Without getting too far into academic jargon, Valve is an exemplar of what's often called "platform capitalism." Instead of developing products, companies working in this vein develop platforms that create spaces where different kinds of exchanges can take place, and then take a cut from those exchanges. Steam is a prime example.

Though it began merely as a tool to keep Valve's own games up to date, it quickly expanded to a service primarily focused on distribution and facilitating trade among users. As Gabe Newell explained in 2013, "our job is to maximize productivity of users in creating digital goods and services. The markets will determine what the marginal value add of each of those activities are."

So far, this strategy has done wonders for Valve because it puts most of the work on players and developers, with very little expense from Valve. Taking a fraction of the value of each transaction is (almost) pure profit, so small wonder that Valve has the highest profit per employee of any company in America. The frustrating truth—and this is probably what's behind all this boos and groans— is that Valve doesn't have much of a reason to make games anymore because the profit margins on games are miniscule compared to what it gets from opening its own markets (and, by the way, what is Dota 2's unbounded ecosystem if not platform capitalism for esports, putting the "real" work on everyone but Valve?).

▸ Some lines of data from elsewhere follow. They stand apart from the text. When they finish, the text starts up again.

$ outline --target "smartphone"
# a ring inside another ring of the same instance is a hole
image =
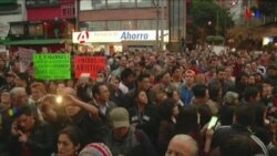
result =
[[[217,122],[218,122],[218,117],[213,116],[213,117],[211,118],[211,121],[208,122],[208,127],[207,127],[207,128],[208,128],[208,129],[214,128],[214,127],[216,126]]]

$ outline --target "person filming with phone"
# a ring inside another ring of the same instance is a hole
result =
[[[19,107],[9,141],[10,156],[50,156],[53,135],[50,126],[37,119],[29,106]]]

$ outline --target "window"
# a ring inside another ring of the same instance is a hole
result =
[[[122,0],[107,0],[107,8],[109,9],[117,9],[121,8]]]
[[[105,25],[105,21],[96,21],[93,22],[93,31],[102,31],[102,30],[106,30],[106,25]]]
[[[29,35],[30,37],[43,35],[43,25],[42,24],[30,24],[29,25]]]
[[[135,21],[122,21],[123,30],[135,30]]]
[[[75,15],[74,4],[63,4],[61,6],[63,18],[73,18]]]
[[[105,9],[105,0],[81,0],[80,10],[99,10]]]
[[[58,6],[59,0],[25,0],[25,7],[32,8],[32,7],[51,7],[51,6]]]
[[[137,0],[137,8],[154,7],[152,0]]]
[[[122,8],[135,8],[135,0],[121,0]]]
[[[121,30],[121,21],[107,21],[107,30]]]
[[[23,35],[24,34],[24,25],[23,24],[11,25],[11,34],[12,35]]]
[[[152,30],[152,20],[137,20],[137,30]]]
[[[92,30],[93,25],[92,22],[80,22],[80,30]]]

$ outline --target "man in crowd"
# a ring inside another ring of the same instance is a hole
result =
[[[124,107],[111,111],[112,132],[106,136],[105,144],[114,156],[156,156],[147,136],[130,127],[130,116]]]
[[[40,122],[29,106],[18,110],[9,142],[11,156],[50,156],[53,135],[47,123]]]
[[[167,147],[165,156],[198,156],[197,143],[188,135],[175,135]]]

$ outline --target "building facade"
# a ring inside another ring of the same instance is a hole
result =
[[[1,0],[0,1],[0,52],[6,52],[4,42],[10,31],[10,22],[25,21],[24,0]]]
[[[144,31],[151,37],[147,40],[92,41],[85,50],[162,51],[170,42],[185,37],[186,0],[80,0],[79,8],[80,31],[110,37],[109,32],[119,32],[119,38],[123,33]]]
[[[21,1],[21,0],[18,0]],[[10,22],[11,52],[19,48],[35,52],[58,52],[66,49],[75,29],[74,0],[25,0],[25,20]]]

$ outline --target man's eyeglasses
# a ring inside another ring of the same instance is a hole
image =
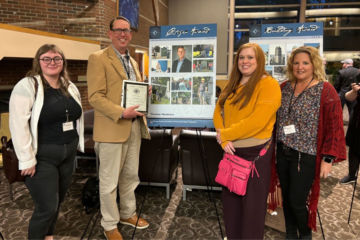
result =
[[[121,28],[111,29],[111,31],[113,31],[116,35],[120,35],[121,32],[123,32],[125,35],[129,35],[131,33],[130,29],[121,29]]]
[[[54,60],[55,64],[60,64],[62,62],[62,58],[61,57],[44,57],[43,59],[40,59],[41,61],[44,61],[45,64],[50,64],[52,62],[52,60]]]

But if Valve is going to make a game, a card game is a very attractive option. A card game fits neatly with Valve's version of platform capitalism. To put it bluntly, Artifact isn't about making a Hearthstone-killer, but creating a new market to exploit.

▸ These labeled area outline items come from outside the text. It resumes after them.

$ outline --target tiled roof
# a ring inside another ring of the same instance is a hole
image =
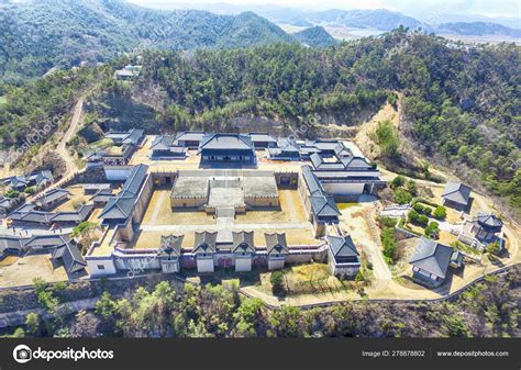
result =
[[[207,134],[199,150],[207,149],[253,150],[253,143],[247,135],[242,134]]]
[[[279,254],[287,255],[289,253],[288,243],[286,242],[286,234],[274,233],[274,234],[264,234],[266,239],[266,248],[268,255]]]
[[[255,251],[253,232],[233,232],[232,251]]]
[[[181,254],[184,235],[162,235],[157,257],[178,257]]]
[[[218,233],[196,232],[196,240],[193,243],[192,253],[193,254],[214,253],[217,250],[215,248],[217,236],[218,236]]]

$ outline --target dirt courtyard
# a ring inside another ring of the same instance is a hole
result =
[[[154,190],[143,217],[143,225],[214,225],[213,216],[202,211],[171,211],[170,190]]]
[[[280,211],[246,211],[235,216],[236,224],[306,223],[308,217],[297,190],[279,190]],[[203,211],[173,211],[170,190],[155,190],[143,217],[143,225],[215,225]]]

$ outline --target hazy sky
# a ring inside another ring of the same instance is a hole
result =
[[[465,13],[489,16],[521,16],[519,0],[129,0],[141,5],[176,3],[182,8],[201,3],[229,3],[237,5],[277,4],[279,7],[325,9],[388,9],[408,15],[422,13]]]

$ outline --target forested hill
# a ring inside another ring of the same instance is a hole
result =
[[[331,36],[322,26],[304,29],[293,33],[293,36],[303,45],[313,47],[333,46],[337,41]]]
[[[136,48],[193,49],[296,42],[251,12],[163,11],[121,0],[38,0],[0,7],[0,77],[20,82],[51,68],[107,61]]]
[[[312,135],[317,121],[355,124],[400,92],[401,130],[418,150],[521,210],[521,47],[514,44],[468,46],[399,29],[328,48],[147,52],[142,63],[132,89],[109,78],[102,90],[155,97],[158,127],[170,131],[224,131],[234,117],[264,116],[307,123]],[[29,127],[66,106],[75,86],[64,96],[53,87],[70,78],[54,75],[8,91],[0,109],[4,146],[20,145]]]

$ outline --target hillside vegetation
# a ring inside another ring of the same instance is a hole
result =
[[[419,150],[519,209],[520,66],[513,44],[467,47],[400,29],[325,49],[152,54],[138,89],[166,91],[162,120],[173,130],[226,128],[248,113],[306,123],[307,135],[314,122],[354,124],[400,91],[401,130]]]
[[[234,117],[265,116],[288,128],[306,124],[300,135],[313,137],[317,125],[355,125],[401,92],[400,130],[418,150],[521,209],[521,48],[513,44],[469,47],[399,29],[329,48],[149,52],[142,63],[132,87],[108,78],[103,91],[145,103],[153,97],[148,105],[166,131],[232,130]],[[48,102],[41,114],[53,112],[60,83],[49,76],[8,91],[0,110],[4,144],[20,144],[27,112],[37,117],[33,105]]]
[[[142,48],[189,51],[297,42],[252,12],[163,11],[121,0],[38,0],[2,5],[0,76],[20,83],[52,68],[108,61]]]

With that in mind, we can make at least one prediction about what Artifact's design might look like. Deck building in Artifact will probably be less about opening card packs a la Hearthstone, but encouraging players to head out onto the Steam market to get the cards they want. For that to work, there will need to be a lot of cards in Artifact (and with Dota 2's 113 heroes, 148 items, and close to 500 abilities that shouldn't be an issue).

From that perspective, Artifact is a lot more likely to resemble Magic: The Gathering than Hearthstone. In fact, Artifact may very well be more of a trading card game than Hearthstone ever was. Despite having all the conventions of a TCG, the only "person" you ever really trade with when you're playing Hearthstone (or whatever) is Blizzard itself. Valve has plenty of reasons to take a different approach with Artifact. Is it so hard to believe that a company that's been letting users exchange virtual goods with each other for years will design a trading card game that leverages those very systems?

Of course, that's strictly speculation, and we won't know for sure what kind of game Artifact is until it launches in 2018. But it's crucial to keep in mind that a trading card game perfectly fits the mechanisms that Valve already has in place. Calling Artifact a Hearthstone knockoff isn't even half the story.